Re: [PATCH 09/21] KVM: TDX: Retry seamcall when TDX_OPERAND_BUSY with operand SEPT

Paolo Bonzini <pbonzini@xxxxxxxxxx> · Tue, 10 Sep 2024 17:16:13 +0200

On Tue, Sep 10, 2024 at 3:58 PM Sean Christopherson <seanjc@xxxxxxxxxx> wrote:
> On Tue, Sep 10, 2024, Paolo Bonzini wrote:
> No, because that defeates the purpose of having mmu_lock be a rwlock.

But if this part of the TDX module is wrapped in a single big
try_lock, there's no difference in spinning around busy seamcalls, or
doing spin_lock(&kvm->arch.seamcall_lock). All of them hit contention
in the same way.  With respect to FROZEN_SPTE...

> > This way we know that "busy" errors must come from the guest and have set
> > HOST_PRIORITY.
>
> We should be able to achieve that without a VM-wide spinlock.  My thought (from
> v11?) was to effectively use the FROZEN_SPTE bit as a per-SPTE spinlock, i.e. keep
> it set until the SEAMCALL completes.

Only if the TDX module returns BUSY per-SPTE (as suggested by 18.1.3,
which documents that the TDX module returns TDX_OPERAND_BUSY on a
CMPXCHG failure). If it returns BUSY per-VM, FROZEN_SPTE is not enough
to prevent contention in the TDX module.

If we want to be a bit more optimistic, let's do something more
sophisticated, like only take the lock after the first busy reply. But
the spinlock is the easiest way to completely remove host-induced
TDX_OPERAND_BUSY, and only have to deal with guest-induced ones.

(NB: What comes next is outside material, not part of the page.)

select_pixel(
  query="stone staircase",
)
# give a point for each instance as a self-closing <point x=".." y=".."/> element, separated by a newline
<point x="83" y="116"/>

> > It is still kinda bad that guests can force the VMM to loop, but the VMM can
> > always say enough is enough.  In other words, let's assume that a limit of
> > 16 is probably appropriate but we can also increase the limit and crash the
> > VM if things become ridiculous.
>
> 2 :-)
>
> One try that guarantees no other host task is accessing the S-EPT entry, and a
> second try after blasting IPI to kick vCPUs to ensure no guest-side task has
> locked the S-EPT entry.

Fair enough. Though in principle it is possible to race and have the
vCPU re-run and re-issue a TDG call before KVM re-issues the TDH call.
So I would make it 5 or so just to be safe.

> My concern with an arbitrary retry loop is that we'll essentially propagate the
> TDX module issues to the broader kernel.  Each of those SEAMCALLs is slooow, so
> retrying even ~20 times could exceed the system's tolerances for scheduling, RCU,
> etc...

How slow are the failed ones? The number of retries is essentially the
cost of successful seamcall / cost of busy seamcall.

If HOST_PRIORITY works, even a not-small-but-not-huge number of
retries would be better than the IPIs. IPIs are not cheap either.

> > For zero step detection, my reading is that it's TDH.VP.ENTER that fails;
> > not any of the MEM seamcalls.  For that one to be resolved, it should be
> > enough to do take and release the mmu_lock back to back, which ensures that
> > all pending critical sections have completed (that is,
> > "write_lock(&kvm->mmu_lock); write_unlock(&kvm->mmu_lock);").  And then
> > loop.  Adding a vCPU stat for that one is a good idea, too.
>
> As above and in my discussion with Rick, I would prefer to kick vCPUs to force
> forward progress, especially for the zero-step case.  If KVM gets to the point
> where it has retried TDH.VP.ENTER on the same fault so many times that zero-step
> kicks in, then it's time to kick and wait, not keep retrying blindly.

Wait, zero-step detection should _not_ affect TDH.MEM latency. Only
TDH.VP.ENTER is delayed. If it is delayed to the point of failing, we
can do write_lock/write_unlock() in the vCPU entry path.

My issue is that, even if we could make it a bit better by looking at
the TDX module source code, we don't have enough information to make a
good choice.  For now we should start with something _easy_, even if
it may not be the greatest.

Paolo